Graphique 3. Composition de la dette publique EMDE

A. Part de la dette libellée en devises B. Part de la dette détenue par des non-résidents
3a 3b

Source: Kose, Kurlat, Ohnsorge et Sugawara (2022).
Remarque : les barres bleues indiquent les moyennes non pondérées et les fourchettes interquartiles des moustaches jaunes. A. Données pour 31 EMDE. B. Données pour 43 EMDE.

  • Croissance plus faible à l’horizon. Les prévisions du consensus prévoient une chute de la croissance mondiale à 1,6 % en 2023, contre 2,9 % en 2022. Les tendances à plus long terme indiquent également une croissance plus faible dans les années 2020 que dans les années 2010. De toute évidence, les gouvernements ne pourront pas compter uniquement sur la croissance pour réduire les niveaux d’endettement.
  • Coûts d’emprunt plus élevés. L’inflation globale devrait baisser en raison de la baisse des prix de l’énergie et du ralentissement de la croissance. Cependant, même si l’inflation globale diminue, les grandes banques centrales maintiendront probablement des taux d’intérêt élevés jusqu’à ce qu’elles constatent une baisse durable de l’inflation sous-jacente. Cela peut présenter des difficultés pour reconduire ou assurer le service de la dette dans les pays fortement endettés. Si l’inflation devait plutôt rester élevée, les pressions à la dépréciation et la fuite vers la sécurité exerceraient probablement une pression à la hausse sur la dette publique de certains EMDE.

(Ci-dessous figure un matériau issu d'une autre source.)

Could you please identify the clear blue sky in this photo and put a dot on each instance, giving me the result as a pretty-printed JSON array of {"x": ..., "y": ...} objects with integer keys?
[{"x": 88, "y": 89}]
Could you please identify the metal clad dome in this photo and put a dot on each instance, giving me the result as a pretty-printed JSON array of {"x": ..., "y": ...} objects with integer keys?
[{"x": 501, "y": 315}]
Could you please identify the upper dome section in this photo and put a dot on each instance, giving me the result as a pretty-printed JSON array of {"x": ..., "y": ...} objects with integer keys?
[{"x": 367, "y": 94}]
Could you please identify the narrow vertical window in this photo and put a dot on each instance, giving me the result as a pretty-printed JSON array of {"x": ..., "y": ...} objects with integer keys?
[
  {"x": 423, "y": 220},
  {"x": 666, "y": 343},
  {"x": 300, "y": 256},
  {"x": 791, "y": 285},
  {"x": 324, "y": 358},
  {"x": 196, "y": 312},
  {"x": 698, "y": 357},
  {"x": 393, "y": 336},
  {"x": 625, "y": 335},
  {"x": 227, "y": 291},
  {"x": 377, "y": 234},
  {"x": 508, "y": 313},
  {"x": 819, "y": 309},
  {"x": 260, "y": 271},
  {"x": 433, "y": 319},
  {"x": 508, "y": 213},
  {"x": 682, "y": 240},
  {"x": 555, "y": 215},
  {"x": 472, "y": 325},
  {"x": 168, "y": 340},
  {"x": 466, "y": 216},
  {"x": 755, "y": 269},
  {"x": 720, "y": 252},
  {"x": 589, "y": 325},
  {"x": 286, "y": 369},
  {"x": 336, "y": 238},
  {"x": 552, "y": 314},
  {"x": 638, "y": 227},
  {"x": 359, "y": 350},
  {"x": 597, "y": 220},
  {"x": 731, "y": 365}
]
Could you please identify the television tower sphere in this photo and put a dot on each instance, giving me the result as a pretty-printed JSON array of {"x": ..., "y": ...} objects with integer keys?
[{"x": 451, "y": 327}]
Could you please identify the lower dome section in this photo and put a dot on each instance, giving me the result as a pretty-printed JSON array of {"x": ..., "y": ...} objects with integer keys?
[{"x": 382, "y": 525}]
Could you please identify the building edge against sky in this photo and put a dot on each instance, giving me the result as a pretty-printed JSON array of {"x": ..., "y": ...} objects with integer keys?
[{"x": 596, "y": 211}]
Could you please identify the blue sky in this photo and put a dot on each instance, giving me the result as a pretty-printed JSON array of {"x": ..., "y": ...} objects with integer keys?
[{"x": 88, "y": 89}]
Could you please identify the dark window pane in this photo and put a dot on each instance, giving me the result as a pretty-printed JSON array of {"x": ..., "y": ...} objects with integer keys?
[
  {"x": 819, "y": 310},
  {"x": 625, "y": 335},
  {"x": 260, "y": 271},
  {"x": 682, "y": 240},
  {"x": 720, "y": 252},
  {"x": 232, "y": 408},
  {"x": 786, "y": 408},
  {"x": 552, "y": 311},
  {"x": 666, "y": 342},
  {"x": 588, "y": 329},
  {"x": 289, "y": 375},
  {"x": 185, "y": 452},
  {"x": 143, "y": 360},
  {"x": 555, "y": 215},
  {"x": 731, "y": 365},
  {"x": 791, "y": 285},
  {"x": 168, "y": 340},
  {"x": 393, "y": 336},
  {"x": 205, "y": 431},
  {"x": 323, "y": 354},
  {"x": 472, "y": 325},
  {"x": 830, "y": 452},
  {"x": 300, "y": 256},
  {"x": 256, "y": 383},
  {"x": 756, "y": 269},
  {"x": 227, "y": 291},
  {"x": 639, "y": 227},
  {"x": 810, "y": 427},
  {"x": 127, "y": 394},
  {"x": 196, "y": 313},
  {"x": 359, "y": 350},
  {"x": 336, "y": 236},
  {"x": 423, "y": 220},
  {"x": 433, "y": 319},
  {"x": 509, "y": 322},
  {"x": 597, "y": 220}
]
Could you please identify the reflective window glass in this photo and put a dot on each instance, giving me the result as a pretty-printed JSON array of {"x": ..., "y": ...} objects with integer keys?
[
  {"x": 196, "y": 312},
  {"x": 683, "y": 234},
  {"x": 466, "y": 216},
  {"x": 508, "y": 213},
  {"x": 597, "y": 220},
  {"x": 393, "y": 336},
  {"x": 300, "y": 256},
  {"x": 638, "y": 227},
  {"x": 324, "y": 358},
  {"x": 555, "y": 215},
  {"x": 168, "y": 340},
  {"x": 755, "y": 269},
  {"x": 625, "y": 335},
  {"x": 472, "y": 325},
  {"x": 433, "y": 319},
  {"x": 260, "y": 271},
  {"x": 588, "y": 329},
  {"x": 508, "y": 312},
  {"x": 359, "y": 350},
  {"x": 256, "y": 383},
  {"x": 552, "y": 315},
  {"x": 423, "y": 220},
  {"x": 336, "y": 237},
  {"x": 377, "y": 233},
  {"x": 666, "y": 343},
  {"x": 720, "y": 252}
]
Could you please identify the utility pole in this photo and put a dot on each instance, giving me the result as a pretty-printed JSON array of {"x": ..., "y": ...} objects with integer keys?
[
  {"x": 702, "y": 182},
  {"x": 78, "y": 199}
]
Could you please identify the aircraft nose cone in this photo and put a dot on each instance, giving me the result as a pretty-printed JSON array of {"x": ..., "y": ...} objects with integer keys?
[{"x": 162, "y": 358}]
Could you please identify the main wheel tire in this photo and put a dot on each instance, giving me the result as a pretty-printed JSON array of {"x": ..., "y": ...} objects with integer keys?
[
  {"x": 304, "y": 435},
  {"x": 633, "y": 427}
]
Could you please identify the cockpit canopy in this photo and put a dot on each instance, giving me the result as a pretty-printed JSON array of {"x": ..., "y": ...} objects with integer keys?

Réduire la dette : ce qu’il faut faire

Il n’y a pas de formule magique pour réduire rapidement les niveaux d’endettement, mais les décideurs nationaux et la communauté internationale peuvent prendre plusieurs mesures de soutien.

  • Des réformes politiques pour assurer une croissance forte et soutenue. Les réformes du côté de l’offre qui stimulent la croissance de manière durable sans provoquer de pressions inflationnistes peuvent contribuer à réduire durablement la dette. Il s’agit notamment de réformes du climat des affaires et de la gouvernance qui favorisent l’investissement privé sans entraîner de coûts budgétaires importants, une meilleure efficacité des dépenses et la mobilisation des recettes intérieures pour stimuler les dividendes de croissance des dépenses publiques.
  • Politiques visant à maintenir une inflation faible et stable. L’inflation ne peut pas être une solution durable pour faire face à un endettement élevé, car les agents économiques ajustent leur comportement une fois que l’inflation élevée s’infiltre dans les anticipations d’inflation. Une fois qu’ils estiment que l’inflation élevée est là pour durer, ils ajustent leurs attentes en matière de taux d’intérêt, leurs revendications salariales et leurs stratégies de tarification en conséquence. Même si l’inflation réelle ralentit, des anticipations d’inflation plus élevées rendraient coûteux le renouvellement de la dette à court terme ou des emprunts supplémentaires pour financer les déficits budgétaires. Une croissance plus faible et des taux d’inflation constamment élevés pourraient placer les ratios dette/PIB sur une trajectoire ascendante.
  • Allégement de la dette dans certains cas. La communauté internationale doit également redoubler d’efforts pour réduire le surendettement et atténuer le risque de crise de la dette dans les économies en développement à faible revenu. Une restructuration de la dette à un stade précoce peut aider à éviter le processus d’ajustement long et coûteux qui accompagne parfois des efforts plus progressifs et peut se traduire par des résultats plus favorables tant pour les emprunteurs que pour les prêteurs.